Language hooks: a modular framework for augmenting LLM reasoning that decouples tool usage from the model and its prompt
Damien de Mijolla, Wen Yang, Philippa Duckett, Christopher Frye, Mark Worrall
TL;DR
Language hooks present a modular, task- and model-agnostic framework that interleaves base-model text generation with conditional program execution (hooks) to augment reasoning and tool usage. Hooks are defined as small, composable programs with triggers and eligibility checks, enabling capabilities like arithmetic validation, knowledge retrieval, and output guardrails without fine-tuning the base model.

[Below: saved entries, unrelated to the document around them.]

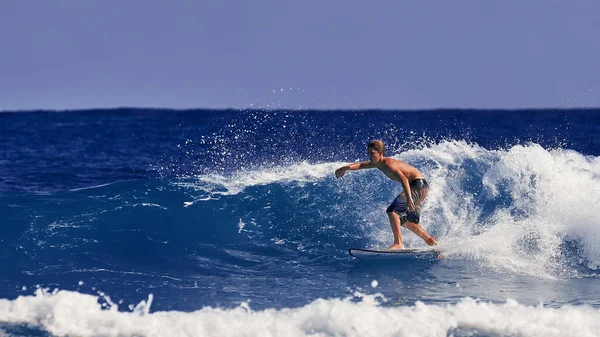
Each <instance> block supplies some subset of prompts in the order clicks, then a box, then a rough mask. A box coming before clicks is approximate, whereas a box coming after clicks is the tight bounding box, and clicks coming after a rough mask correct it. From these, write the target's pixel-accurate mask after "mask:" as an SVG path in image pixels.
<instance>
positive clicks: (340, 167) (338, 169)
mask: <svg viewBox="0 0 600 337" xmlns="http://www.w3.org/2000/svg"><path fill="white" fill-rule="evenodd" d="M347 170H348V168H346V167H345V166H344V167H340V168H339V169H337V170H335V177H336V178H341V177H343V176H344V173H346V171H347Z"/></svg>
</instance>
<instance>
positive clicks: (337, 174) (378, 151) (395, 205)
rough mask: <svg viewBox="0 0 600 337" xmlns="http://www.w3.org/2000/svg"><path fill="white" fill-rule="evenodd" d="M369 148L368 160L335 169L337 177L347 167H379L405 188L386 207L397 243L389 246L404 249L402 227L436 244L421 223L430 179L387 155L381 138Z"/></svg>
mask: <svg viewBox="0 0 600 337" xmlns="http://www.w3.org/2000/svg"><path fill="white" fill-rule="evenodd" d="M367 151H368V153H369V161H366V162H362V163H352V164H348V165H346V166H342V167H340V168H339V169H337V170H335V177H336V178H341V177H342V176H343V175H344V173H346V171H348V170H352V171H354V170H362V169H370V168H378V169H379V170H381V171H382V172H383V173H385V175H386V176H387V177H388V178H390V179H392V180H395V181H398V182H400V183H401V184H402V187H403V188H404V191H403V192H402V193H400V194H399V195H398V196H397V197H396V199H394V201H393V202H392V204H391V205H390V206H389V207H388V208H387V210H386V213H387V215H388V218H389V219H390V225H391V226H392V233H393V234H394V244H392V245H391V246H390V247H389V248H388V249H404V243H403V242H402V232H401V230H400V226H403V227H405V228H408V229H409V230H411V231H412V232H413V233H415V234H417V235H418V236H419V237H420V238H422V239H423V240H425V242H426V243H427V244H428V245H430V246H435V245H437V242H435V239H434V238H433V237H432V236H430V235H429V234H428V233H427V232H426V231H425V230H424V229H423V227H421V225H419V219H420V214H421V205H422V204H423V200H425V197H426V196H427V192H428V191H429V184H427V180H425V178H424V177H423V175H422V174H421V172H419V170H417V169H416V168H414V167H412V166H410V165H409V164H407V163H405V162H403V161H400V160H397V159H393V158H390V157H385V144H384V143H383V142H382V141H380V140H373V141H371V142H370V143H369V146H368V147H367Z"/></svg>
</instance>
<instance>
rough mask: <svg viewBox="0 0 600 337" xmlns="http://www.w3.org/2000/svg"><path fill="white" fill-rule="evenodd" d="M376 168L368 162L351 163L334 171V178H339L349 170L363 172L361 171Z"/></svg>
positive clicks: (370, 163)
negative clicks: (358, 170)
mask: <svg viewBox="0 0 600 337" xmlns="http://www.w3.org/2000/svg"><path fill="white" fill-rule="evenodd" d="M374 167H376V166H375V165H374V164H372V163H371V162H370V161H365V162H362V163H352V164H348V165H346V166H342V167H340V168H339V169H337V170H335V177H336V178H341V177H342V176H343V175H344V173H346V171H348V170H351V171H356V170H363V169H369V168H374Z"/></svg>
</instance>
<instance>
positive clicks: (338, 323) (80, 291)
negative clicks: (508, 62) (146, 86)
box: [0, 110, 600, 336]
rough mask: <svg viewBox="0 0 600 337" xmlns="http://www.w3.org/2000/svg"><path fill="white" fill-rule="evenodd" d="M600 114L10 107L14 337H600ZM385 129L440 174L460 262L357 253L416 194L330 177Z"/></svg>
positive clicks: (451, 233) (6, 141) (420, 241)
mask: <svg viewBox="0 0 600 337" xmlns="http://www.w3.org/2000/svg"><path fill="white" fill-rule="evenodd" d="M599 116H600V114H598V111H595V110H581V111H520V112H494V111H429V112H425V111H421V112H389V111H362V112H334V111H321V112H317V111H307V112H297V111H295V112H285V111H184V112H182V111H161V110H152V111H143V110H113V111H80V112H64V113H56V112H31V113H15V114H0V125H1V126H0V138H1V140H2V143H3V144H7V146H6V147H3V148H2V149H0V163H2V170H0V174H1V175H2V177H1V179H0V181H2V183H0V222H1V223H2V224H3V225H2V226H0V240H1V243H2V245H1V246H0V260H1V261H2V264H3V265H4V266H6V268H5V269H4V275H3V276H4V277H3V278H2V280H0V312H1V314H0V335H9V336H11V335H15V336H21V335H40V336H43V335H48V334H50V335H57V336H67V335H82V336H96V335H113V334H114V335H144V336H153V335H183V336H187V335H189V336H193V335H206V336H211V335H226V336H237V335H265V334H272V335H289V336H304V335H318V336H330V335H343V336H354V335H361V336H365V335H366V336H368V335H375V334H377V335H384V336H387V335H399V336H413V335H419V336H446V335H450V334H451V335H454V336H473V335H474V336H501V335H520V336H552V335H573V334H578V335H586V334H588V335H596V334H598V333H599V332H600V327H599V326H598V325H596V324H595V323H594V324H592V323H590V324H589V325H582V326H581V329H580V330H576V329H579V328H575V324H574V323H573V324H572V322H581V321H587V322H596V321H598V320H597V319H596V318H597V316H598V315H599V311H598V308H599V307H600V296H599V295H598V294H599V293H600V292H599V290H600V289H599V288H600V282H598V269H599V268H600V248H598V247H599V244H600V242H599V241H600V229H599V228H600V226H599V225H600V215H599V214H598V212H597V210H598V209H600V144H599V143H598V142H599V139H600V137H597V136H600V135H599V134H598V133H599V132H600V130H599V129H598V128H597V127H596V125H598V122H599V119H600V117H599ZM371 139H382V140H384V141H385V142H386V145H387V146H388V153H389V155H390V156H392V157H394V158H396V159H399V160H402V161H406V162H408V163H410V164H412V165H414V166H416V167H417V168H419V170H420V171H421V172H422V173H423V174H424V175H425V176H426V178H427V180H428V181H429V184H430V186H431V190H430V192H429V195H428V197H427V200H426V202H425V204H424V206H423V210H422V224H423V227H424V228H426V229H427V231H429V232H430V233H432V234H433V235H435V236H437V237H438V240H439V242H440V245H439V249H440V250H441V251H442V252H443V254H444V256H445V258H444V259H442V260H437V259H435V260H422V259H409V260H406V261H405V260H403V261H401V262H397V261H396V262H394V261H389V260H386V261H357V260H355V259H353V258H351V257H350V256H349V255H348V254H347V249H348V248H350V247H379V248H381V247H387V245H389V244H390V243H391V230H390V227H389V224H388V220H387V216H386V214H385V209H386V207H387V206H388V205H389V203H390V202H391V201H392V200H393V199H394V198H395V197H396V195H397V194H398V193H400V192H401V191H402V187H401V186H400V184H398V183H395V182H393V181H391V180H389V179H387V178H386V177H385V176H384V175H383V174H382V173H381V172H379V171H377V170H363V171H354V172H348V173H347V174H346V175H345V176H344V177H343V178H341V179H335V177H334V176H333V171H334V170H335V169H336V168H338V167H340V166H341V165H344V164H346V163H348V162H353V161H356V160H365V158H366V149H365V147H366V143H368V141H369V140H371ZM404 241H405V244H406V245H407V246H409V247H421V246H423V242H422V240H421V239H419V238H417V237H416V236H415V235H414V234H412V233H408V232H404ZM557 315H558V316H559V317H561V320H556V319H555V318H556V317H557ZM392 316H393V317H394V319H393V320H390V319H389V318H388V317H392ZM73 317H77V320H76V321H77V322H80V323H81V324H73V319H72V318H73ZM532 317H535V319H534V318H532ZM148 322H153V323H148ZM231 322H238V323H239V324H240V327H236V325H232V324H231ZM348 322H353V323H352V324H348ZM424 322H428V329H430V330H427V331H425V330H420V329H421V327H422V325H423V323H424ZM431 322H435V323H431ZM238 323H236V324H238ZM242 324H243V325H242ZM532 325H535V326H538V327H540V326H544V327H545V328H546V327H547V328H548V329H547V330H544V329H532V328H531V326H532ZM242 326H243V328H242ZM109 328H110V329H114V330H110V331H113V332H109V330H106V329H109Z"/></svg>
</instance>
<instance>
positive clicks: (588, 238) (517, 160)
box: [188, 141, 600, 278]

Empirical results across mathematical reasoning, multi-hop QA, and composite tasks show competitive performance with both general prompting baselines (CoT, ReAct) and task-aware methods (PAL, DSP), while preserving generalisability and enabling external validation. The approach offers a flexible, transparent pathway to extend LLM capabilities with reduced coupling to prompts and models, with potential applications in safety, verifiability, and modular tool integration.
Abstract
Prompting and fine-tuning have emerged as two competing paradigms for augmenting language models with new capabilities, such as the use of tools. Prompting approaches are quick to set up but rely on providing explicit demonstrations of each tool's usage in the model's prompt, thus coupling tool use to the task at hand and limiting generalisation. Fine-tuning removes the need for task-specific demonstrations of tool usage at runtime; however, this ties new capabilities to a single model, thus making already-heavier setup costs a recurring expense. In this paper, we introduce language hooks, a novel framework for augmenting language models with new capabilities that is decoupled both from the model's task-specific prompt and from the model itself. The language hook algorithm interleaves text generation by the base model with the execution of modular programs that trigger conditionally based on the existing text and the available capabilities. Upon triggering, programs may call external tools, auxiliary language models (e.g. using tool specific prompts), and modify the existing context. We benchmark our method against state-of-the-art baselines, find that it outperforms task-aware approaches, and demonstrate its ability to generalise to novel tasks.